Belum lagi sejak awal negara memfokuskan ekonomi dalam menerapkan kebijakan yang sebenarnya semakin menjauhkan jarak antara pemerintah dengan rakyatnya. Kebijakan-kebijakan yang di terapkan sering kali hanya untuk kepentingan para kapitalis tanpa memikirkan kondisi wabah yang masih ada di tengah-tengah masyarakat. Berawal dari sistem kesehatan kapitalisme yang diterapkan lalu diperparah oleh ketidaksiapan birokrasi kesehatan ini berimbas pada kelambanan bahkan kelalaian mengalokasi dana bagi rumah-rumah sakit yang melayani orang tidak mampu di lapangan. Berbeda dengan Islam, dalam Islam sistem kesehatan bertumpu pada kemaslahatan umat tanpa berorientasi materi. Dukungan dari pusat dengan anggaran Negara terpusat pada baitul maal, membuat distribusi kebutuhan obat dan sarana prasarananya mencukupi, dengan demikian membangun sistem kesehatan yang kuat dengan kondisi seperti ini haruslah di rubah. Dalam Islam negara berfungsi sebagai pelayan masyarakat. Negara juga tidak boleh mengkomersialkan hak publik karena negara di beri kewenangan dan tanggung jawab menjamin kepenuhan kebutuhan layanan kesehatan kepada seluruh masyarakatnya.
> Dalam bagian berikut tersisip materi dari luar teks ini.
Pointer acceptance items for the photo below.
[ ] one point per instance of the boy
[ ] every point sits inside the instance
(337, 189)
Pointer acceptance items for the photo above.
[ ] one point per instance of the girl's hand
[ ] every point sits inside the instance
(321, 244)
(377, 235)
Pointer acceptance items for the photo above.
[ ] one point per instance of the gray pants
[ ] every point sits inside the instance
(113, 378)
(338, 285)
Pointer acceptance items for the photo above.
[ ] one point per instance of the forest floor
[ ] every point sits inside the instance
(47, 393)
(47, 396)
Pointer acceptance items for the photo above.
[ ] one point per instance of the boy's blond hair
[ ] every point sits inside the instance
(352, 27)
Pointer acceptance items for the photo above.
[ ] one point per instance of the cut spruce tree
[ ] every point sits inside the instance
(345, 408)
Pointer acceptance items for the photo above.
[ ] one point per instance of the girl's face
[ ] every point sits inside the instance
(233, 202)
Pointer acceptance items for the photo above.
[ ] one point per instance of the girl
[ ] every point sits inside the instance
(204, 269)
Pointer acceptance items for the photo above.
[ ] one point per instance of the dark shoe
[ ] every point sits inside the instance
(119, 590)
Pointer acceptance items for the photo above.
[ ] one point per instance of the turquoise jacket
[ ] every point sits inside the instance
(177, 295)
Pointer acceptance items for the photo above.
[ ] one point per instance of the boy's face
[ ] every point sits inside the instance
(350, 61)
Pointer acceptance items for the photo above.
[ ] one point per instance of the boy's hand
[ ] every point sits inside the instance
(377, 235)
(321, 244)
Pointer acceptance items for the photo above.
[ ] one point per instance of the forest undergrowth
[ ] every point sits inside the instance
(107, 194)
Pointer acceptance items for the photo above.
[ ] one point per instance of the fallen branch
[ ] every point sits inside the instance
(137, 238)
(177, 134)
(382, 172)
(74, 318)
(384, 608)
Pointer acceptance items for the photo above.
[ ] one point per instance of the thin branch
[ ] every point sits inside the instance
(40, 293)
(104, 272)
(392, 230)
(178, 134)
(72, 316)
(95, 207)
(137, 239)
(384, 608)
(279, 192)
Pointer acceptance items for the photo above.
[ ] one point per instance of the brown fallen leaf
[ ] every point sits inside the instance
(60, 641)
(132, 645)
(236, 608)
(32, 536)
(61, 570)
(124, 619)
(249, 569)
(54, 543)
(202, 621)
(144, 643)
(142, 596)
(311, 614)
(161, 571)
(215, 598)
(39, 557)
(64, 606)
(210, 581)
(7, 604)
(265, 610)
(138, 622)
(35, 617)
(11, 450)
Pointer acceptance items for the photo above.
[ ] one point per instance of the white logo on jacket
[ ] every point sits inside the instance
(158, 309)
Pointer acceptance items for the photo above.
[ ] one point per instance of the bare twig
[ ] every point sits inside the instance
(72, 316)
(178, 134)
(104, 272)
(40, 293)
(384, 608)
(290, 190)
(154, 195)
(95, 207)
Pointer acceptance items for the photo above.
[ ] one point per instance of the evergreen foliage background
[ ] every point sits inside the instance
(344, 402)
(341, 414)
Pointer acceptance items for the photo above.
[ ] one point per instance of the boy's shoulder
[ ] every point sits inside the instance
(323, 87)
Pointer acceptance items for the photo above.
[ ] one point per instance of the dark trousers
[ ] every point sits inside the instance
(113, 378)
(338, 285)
Seorang pemimpin atau Khalifah adalah penanggung jawab semua layanan publik dan seorang Khalifah wajib menyediakan sarana kesehatan, rumah sakit, obat-obatan, tenaga medis dan sebagainya secara mandiri karna itu adalah tanggung jawabnya. Dan Rasulullah bersabda yang artinya “Imam adalah pemelihara dan dia bertanggung jawab atas rakyatnya” (HR. Bukhari). Dalam penanganan wabah, Khalifah wajib mengurus dan memastikan seluruh warganya baik muslim maupun non muslim, hidup dengan mendapatkan jaminan makanan, tempat tinggal, kesehatan, dan juga pendidikan. Tentu hal ini mampu diwujudkan bila sistem kesehatan Islam diterapkan dan dijalankan. Wallahua'lam bissawab.